In the light of current reports that capsaicin depletes substance P from spinal neurones, this compound has been investigated as a possible tool with which to manipulate supraspinal substance P systems. Capsaicin (30 μg) was dissolved in dimethyl sulphoxide (DMSO) and injected bilaterally into the pars reticulata of the rat substantia nigra. Capsaicin-injected rats showed enhanced locomotor activity up to 6 days after surgery when compared to the DMSO sham-injected control animals. The injection of capsaicin greatly reduced the cataleptic effects of fluphenazine (1.5 mg/kg) on day 1 after surgery. Biochemically no changes in substance P content in the nigra were detected after intranigral injection of capsaicin. However, nigral concentrations of 5-hydroxytryptamine (5-HT) and its metabolite 5-hydroxyindoleacetic acid were significantly decreased on days 1 and 3 after capsaicin injection. No other changes in concentrations of putative nigral transmitter candidates were observed, although a significant increase in the levels of the metabolites of dopamine was measured in both the striatum and nucleus accumbens on days 1 and 3 after intranigral capsaicin injection. By day 8 all behavioural and biochemical measurements were similar in capsaicin- and DMSO-injected rats.

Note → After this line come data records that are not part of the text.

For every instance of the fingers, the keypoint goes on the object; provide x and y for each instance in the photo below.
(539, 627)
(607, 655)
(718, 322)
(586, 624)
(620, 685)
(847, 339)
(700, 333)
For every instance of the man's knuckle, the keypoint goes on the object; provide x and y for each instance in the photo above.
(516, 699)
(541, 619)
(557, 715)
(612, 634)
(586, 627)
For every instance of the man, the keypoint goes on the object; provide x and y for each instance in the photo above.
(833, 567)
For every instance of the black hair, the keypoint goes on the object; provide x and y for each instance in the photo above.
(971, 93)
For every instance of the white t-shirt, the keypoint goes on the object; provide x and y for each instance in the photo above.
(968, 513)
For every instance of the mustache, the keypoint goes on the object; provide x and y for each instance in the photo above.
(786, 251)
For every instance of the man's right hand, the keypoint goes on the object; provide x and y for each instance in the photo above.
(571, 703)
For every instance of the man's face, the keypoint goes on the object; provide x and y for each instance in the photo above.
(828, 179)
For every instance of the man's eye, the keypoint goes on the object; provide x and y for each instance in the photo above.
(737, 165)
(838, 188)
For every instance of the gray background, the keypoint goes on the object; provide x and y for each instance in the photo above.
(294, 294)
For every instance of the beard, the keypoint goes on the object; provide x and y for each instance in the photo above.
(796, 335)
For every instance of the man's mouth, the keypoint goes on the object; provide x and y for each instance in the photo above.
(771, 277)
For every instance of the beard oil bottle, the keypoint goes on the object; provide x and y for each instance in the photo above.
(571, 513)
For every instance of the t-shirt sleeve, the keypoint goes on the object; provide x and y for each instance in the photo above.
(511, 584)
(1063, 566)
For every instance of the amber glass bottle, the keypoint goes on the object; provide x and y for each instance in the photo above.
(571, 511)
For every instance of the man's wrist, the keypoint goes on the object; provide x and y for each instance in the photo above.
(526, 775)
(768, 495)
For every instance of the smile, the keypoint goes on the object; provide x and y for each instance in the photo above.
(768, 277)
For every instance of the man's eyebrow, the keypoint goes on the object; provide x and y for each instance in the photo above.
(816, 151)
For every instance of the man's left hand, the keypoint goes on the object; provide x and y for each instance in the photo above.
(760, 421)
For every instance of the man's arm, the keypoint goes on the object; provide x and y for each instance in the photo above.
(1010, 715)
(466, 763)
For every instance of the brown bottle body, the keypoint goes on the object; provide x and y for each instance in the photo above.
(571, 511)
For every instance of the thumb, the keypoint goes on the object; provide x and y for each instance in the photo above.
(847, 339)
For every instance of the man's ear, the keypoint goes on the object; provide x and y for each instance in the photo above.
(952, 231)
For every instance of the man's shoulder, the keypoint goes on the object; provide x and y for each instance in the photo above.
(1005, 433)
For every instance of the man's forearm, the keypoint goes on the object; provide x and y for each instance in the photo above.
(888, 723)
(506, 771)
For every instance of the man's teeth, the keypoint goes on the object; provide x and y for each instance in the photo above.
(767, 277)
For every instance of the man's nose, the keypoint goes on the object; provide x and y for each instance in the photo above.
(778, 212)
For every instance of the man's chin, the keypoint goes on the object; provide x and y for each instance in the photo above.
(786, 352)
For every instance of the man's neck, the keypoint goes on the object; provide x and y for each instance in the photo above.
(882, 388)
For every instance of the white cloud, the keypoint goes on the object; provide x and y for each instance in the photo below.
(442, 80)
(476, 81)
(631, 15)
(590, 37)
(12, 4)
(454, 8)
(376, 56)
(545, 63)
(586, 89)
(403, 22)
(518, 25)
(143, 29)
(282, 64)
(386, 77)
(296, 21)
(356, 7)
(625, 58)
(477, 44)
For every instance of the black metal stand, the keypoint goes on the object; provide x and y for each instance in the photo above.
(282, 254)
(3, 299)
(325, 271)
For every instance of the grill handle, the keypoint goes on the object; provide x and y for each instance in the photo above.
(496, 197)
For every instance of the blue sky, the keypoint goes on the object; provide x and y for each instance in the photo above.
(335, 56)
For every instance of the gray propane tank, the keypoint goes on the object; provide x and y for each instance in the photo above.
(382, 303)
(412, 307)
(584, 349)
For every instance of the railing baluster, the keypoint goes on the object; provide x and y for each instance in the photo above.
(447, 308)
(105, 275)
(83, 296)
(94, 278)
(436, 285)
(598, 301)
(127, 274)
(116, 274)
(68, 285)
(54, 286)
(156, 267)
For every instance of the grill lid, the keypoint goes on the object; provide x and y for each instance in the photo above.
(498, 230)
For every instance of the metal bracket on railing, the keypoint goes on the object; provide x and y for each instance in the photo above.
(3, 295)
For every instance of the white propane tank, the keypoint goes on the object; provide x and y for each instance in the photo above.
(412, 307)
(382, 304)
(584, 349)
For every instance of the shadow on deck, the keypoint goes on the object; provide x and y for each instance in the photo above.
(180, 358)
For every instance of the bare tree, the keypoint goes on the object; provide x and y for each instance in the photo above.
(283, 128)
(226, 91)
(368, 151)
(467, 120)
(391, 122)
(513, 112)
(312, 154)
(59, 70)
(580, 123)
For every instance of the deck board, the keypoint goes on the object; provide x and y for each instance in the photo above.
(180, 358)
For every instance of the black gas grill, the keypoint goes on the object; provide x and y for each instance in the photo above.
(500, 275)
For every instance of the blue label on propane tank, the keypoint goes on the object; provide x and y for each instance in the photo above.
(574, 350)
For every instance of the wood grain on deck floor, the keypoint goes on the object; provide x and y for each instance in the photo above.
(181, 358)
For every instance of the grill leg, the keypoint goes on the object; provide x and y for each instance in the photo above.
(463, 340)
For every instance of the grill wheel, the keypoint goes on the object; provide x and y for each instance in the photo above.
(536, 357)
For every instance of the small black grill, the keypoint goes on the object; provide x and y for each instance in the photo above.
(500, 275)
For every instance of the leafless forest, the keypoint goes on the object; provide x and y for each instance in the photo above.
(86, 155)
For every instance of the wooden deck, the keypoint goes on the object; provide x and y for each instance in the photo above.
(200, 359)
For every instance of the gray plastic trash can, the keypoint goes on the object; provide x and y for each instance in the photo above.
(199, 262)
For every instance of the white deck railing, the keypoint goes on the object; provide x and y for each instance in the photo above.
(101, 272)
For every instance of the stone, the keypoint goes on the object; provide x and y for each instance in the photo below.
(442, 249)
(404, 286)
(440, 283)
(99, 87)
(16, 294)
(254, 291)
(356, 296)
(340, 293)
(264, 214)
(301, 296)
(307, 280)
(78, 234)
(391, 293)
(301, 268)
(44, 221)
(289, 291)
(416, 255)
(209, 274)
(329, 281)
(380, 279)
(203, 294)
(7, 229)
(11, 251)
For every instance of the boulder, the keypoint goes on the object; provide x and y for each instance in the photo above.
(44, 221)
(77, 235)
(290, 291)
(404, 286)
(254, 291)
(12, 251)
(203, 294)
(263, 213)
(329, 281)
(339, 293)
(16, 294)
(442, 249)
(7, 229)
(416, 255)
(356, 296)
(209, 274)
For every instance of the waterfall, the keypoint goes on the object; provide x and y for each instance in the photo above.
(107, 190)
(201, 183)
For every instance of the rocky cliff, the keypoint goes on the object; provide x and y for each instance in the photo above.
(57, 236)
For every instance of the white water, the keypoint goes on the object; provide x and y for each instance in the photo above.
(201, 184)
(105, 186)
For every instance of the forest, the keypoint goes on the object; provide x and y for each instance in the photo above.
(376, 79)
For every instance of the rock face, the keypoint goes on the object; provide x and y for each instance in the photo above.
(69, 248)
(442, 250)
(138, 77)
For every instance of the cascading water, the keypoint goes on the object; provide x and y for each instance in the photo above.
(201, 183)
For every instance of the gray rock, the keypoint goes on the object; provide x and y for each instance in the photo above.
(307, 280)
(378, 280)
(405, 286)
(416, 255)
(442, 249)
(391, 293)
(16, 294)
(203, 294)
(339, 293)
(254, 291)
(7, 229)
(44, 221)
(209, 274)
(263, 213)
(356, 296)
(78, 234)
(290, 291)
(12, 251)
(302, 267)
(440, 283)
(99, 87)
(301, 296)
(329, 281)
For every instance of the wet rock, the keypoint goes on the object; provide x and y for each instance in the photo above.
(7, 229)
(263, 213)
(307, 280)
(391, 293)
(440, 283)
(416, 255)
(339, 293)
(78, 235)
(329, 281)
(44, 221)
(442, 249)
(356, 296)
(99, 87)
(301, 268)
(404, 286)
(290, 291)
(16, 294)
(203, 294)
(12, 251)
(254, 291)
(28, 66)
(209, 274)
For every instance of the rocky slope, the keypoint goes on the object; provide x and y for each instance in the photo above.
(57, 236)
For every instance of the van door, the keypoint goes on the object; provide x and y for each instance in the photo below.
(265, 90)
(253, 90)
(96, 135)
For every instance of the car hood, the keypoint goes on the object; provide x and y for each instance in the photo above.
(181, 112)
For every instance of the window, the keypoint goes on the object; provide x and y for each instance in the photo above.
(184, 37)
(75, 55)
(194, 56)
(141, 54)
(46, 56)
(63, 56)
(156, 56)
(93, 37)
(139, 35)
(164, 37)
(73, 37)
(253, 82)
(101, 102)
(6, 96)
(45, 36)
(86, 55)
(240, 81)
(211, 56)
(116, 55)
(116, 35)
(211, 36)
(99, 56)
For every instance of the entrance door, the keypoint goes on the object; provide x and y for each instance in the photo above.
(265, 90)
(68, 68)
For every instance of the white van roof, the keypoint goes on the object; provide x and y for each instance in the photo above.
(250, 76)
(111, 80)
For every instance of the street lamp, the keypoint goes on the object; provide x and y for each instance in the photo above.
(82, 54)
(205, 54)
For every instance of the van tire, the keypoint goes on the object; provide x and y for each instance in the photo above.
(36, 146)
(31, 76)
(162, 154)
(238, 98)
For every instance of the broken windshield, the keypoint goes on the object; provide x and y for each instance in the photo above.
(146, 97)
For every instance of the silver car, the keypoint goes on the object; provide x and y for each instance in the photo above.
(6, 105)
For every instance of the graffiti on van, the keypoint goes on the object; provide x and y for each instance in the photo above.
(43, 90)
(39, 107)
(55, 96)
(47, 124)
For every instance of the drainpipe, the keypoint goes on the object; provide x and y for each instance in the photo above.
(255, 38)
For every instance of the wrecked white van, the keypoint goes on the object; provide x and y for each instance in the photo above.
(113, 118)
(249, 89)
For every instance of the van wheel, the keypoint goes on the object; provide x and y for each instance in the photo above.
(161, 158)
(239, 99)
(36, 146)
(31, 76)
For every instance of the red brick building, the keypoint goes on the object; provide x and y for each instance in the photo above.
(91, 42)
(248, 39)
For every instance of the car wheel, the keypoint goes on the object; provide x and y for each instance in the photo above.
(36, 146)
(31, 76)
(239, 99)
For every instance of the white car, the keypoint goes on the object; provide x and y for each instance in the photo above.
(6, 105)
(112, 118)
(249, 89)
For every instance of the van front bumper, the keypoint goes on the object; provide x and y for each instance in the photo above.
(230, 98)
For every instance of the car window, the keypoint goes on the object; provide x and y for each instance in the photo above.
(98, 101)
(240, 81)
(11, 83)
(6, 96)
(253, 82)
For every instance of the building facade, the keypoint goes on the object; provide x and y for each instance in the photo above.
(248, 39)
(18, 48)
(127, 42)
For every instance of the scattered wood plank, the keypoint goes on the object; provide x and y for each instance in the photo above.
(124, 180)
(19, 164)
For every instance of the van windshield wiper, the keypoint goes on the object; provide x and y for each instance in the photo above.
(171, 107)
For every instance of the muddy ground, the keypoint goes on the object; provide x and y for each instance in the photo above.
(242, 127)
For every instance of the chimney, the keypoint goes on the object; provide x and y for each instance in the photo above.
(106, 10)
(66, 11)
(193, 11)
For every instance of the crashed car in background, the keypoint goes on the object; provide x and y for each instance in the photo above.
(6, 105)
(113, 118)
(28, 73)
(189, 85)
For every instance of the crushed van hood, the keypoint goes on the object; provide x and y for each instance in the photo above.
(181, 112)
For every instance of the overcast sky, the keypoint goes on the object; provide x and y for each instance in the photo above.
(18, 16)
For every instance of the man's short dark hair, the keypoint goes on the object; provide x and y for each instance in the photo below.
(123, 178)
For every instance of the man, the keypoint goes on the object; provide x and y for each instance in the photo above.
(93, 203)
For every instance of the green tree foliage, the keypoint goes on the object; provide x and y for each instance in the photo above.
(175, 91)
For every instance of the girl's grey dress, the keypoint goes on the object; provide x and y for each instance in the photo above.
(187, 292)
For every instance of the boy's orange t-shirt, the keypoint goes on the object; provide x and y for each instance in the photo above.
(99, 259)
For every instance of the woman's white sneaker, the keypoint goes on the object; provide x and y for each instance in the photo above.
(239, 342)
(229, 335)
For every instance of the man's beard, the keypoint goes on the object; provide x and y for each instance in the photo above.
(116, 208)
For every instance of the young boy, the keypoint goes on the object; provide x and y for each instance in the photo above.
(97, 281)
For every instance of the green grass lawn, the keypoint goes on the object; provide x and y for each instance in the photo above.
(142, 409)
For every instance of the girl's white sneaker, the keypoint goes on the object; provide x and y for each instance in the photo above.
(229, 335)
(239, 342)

In conclusion, capsaicin does not seem to be a useful tool with which to deplete substance P containing neurones in the nigra. It is suggested that the enhanced locomotor effects observed after injection of this agent may be related to the depletion of nigral 5-HT systems and the subsequent enhancement of striatal and nucleus accumbens dopamine metabolism, although the possible effects of capsaicin on efferent motor pathways from the substantia nigra should not be overlooked.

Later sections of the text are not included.